I have a list of black-box functions (no critical data handling, no side-effects from calling, okay to terminate prematurely) which need to be executed and their return values aggregated:
aggregate = [result for fn in seq for result in fn()]
The functions generally return within a few microseconds, however there are edge cases which I cannot influence which cause some of them to occasionally raise exception, return invalid type (e.g. None
instead of iterable), or hang indefinitely.
To handle invalid output and exceptions, I wrote a decorator:
def safe_call(fn, valid_type, default, error_handler=None):
try:
val = fn()
if isinstance(val, valid_type):
return val
if error_handler is not None:
error_handler(TypeError("Invalid return type"))
except Exception as e:
if error_handler is not None:
error_handler(e)
return default
Now the only problem are hangs. Entire expression above should always be evaluated within milliseconds, and to ensure that I'm trying to implement a 1ms timeout for each function in the sequence.

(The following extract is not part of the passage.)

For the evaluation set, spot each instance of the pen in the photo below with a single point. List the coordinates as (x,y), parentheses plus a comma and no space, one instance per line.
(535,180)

I tried threading and multiprocessing, but I cannot properly terminate problematic threads, and overhead of starting a new process is too high and by itself exceeds the timeout value of 1 millisecond.

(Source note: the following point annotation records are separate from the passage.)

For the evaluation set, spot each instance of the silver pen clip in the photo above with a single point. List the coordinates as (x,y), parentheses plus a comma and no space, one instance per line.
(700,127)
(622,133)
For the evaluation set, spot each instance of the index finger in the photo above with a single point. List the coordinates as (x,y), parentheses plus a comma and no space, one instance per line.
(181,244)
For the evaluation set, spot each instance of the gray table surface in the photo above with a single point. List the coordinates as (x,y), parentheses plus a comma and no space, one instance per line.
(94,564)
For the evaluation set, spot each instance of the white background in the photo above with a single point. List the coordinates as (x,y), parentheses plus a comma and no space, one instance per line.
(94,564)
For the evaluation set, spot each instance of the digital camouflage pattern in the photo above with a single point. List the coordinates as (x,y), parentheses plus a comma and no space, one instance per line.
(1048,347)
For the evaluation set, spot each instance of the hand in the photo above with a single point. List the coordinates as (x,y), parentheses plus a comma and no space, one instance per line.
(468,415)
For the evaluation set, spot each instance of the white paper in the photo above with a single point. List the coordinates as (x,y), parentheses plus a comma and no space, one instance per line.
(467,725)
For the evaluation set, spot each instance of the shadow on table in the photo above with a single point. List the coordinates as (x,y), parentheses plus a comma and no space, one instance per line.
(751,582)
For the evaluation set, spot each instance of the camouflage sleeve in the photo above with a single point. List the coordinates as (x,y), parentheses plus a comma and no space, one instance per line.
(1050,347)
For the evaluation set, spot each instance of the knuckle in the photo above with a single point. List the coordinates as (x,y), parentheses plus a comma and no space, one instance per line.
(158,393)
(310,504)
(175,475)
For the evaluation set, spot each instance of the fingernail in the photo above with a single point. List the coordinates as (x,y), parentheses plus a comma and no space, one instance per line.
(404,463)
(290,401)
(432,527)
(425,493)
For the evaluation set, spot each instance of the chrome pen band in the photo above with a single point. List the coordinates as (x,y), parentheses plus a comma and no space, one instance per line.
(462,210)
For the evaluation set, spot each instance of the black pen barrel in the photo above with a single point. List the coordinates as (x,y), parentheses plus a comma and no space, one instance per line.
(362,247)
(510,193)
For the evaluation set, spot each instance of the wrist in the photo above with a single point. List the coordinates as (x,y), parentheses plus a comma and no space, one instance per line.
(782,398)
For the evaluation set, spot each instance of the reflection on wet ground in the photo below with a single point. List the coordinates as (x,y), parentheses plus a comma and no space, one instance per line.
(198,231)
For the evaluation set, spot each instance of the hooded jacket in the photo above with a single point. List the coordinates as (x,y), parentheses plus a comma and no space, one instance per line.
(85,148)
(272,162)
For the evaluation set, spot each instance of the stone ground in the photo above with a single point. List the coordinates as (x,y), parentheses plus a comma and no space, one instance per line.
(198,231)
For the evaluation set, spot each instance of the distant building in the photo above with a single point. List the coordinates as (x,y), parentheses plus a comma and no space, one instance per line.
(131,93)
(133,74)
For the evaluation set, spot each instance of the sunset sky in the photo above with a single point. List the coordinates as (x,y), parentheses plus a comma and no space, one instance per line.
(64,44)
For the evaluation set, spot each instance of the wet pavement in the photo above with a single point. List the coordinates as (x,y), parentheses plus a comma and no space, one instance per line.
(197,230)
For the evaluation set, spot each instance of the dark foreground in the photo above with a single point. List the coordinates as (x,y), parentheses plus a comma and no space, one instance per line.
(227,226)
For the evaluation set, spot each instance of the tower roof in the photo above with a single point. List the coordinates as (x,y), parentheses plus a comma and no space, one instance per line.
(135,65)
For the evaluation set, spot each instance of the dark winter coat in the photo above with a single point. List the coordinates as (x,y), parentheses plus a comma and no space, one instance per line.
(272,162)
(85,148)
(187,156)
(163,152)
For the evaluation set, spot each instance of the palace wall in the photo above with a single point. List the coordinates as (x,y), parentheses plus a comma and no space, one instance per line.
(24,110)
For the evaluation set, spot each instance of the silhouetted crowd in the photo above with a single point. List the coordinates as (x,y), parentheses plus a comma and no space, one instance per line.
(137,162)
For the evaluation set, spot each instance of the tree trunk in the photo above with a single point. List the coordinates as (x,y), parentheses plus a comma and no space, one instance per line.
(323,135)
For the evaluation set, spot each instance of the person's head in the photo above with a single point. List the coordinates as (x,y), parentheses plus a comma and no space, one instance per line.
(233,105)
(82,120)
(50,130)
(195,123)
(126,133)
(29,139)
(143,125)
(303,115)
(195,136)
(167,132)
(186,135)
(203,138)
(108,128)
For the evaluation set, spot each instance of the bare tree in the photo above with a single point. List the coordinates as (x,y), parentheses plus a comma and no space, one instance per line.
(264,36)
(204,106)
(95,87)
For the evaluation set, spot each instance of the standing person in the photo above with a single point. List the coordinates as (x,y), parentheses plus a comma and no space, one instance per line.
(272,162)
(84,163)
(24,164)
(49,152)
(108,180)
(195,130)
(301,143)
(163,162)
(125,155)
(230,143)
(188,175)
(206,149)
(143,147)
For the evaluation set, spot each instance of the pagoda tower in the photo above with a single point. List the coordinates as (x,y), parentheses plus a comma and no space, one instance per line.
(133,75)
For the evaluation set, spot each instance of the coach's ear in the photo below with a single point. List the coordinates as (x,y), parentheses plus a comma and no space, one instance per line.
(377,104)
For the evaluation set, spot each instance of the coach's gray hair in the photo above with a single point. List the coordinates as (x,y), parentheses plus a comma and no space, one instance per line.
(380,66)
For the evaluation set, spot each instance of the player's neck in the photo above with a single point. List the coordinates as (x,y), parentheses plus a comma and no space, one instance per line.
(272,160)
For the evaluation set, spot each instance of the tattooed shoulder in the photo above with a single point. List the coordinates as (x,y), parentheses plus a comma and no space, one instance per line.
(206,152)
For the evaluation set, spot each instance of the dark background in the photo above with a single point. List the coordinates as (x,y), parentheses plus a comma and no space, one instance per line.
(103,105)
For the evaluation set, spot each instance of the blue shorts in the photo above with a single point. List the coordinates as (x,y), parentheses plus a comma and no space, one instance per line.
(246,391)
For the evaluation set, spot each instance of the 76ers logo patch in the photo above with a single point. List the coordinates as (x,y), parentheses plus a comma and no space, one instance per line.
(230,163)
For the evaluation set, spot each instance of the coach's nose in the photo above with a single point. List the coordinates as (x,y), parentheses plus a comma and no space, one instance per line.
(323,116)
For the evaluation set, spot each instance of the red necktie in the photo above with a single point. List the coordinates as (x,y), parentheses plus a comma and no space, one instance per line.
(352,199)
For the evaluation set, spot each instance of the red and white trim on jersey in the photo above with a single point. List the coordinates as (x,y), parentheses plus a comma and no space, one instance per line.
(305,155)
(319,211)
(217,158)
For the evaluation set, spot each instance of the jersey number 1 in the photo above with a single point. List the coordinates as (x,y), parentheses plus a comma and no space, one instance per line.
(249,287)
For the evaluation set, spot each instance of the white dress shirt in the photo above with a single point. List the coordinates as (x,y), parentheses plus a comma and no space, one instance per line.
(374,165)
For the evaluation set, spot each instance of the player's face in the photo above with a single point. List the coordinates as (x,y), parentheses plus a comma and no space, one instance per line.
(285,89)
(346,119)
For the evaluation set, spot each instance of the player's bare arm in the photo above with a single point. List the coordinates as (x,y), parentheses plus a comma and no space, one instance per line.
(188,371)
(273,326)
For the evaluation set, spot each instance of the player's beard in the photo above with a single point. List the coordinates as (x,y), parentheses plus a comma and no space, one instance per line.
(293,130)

I tried using signals, benchmark indicating a 25% overhead on each call which is acceptable, but the evaluation is being done from a django's view which doesn't run in main thread, so signals don't work properly.
My current workaround is to have a separate process for each function constantly synchronizing with its parent process through a Queue, waiting to be called. This way, the parent can trigger the call on demand, wait 1ms, then check if the result has been sent back - saving the result if it has, or terminating the process otherwise.
It does work as far as performance is concerned, but there is 1400-1700% memory overhead from this solution which is not acceptable.
So how do I timeout a function call with a <1 ms precision without a huge memory overhead?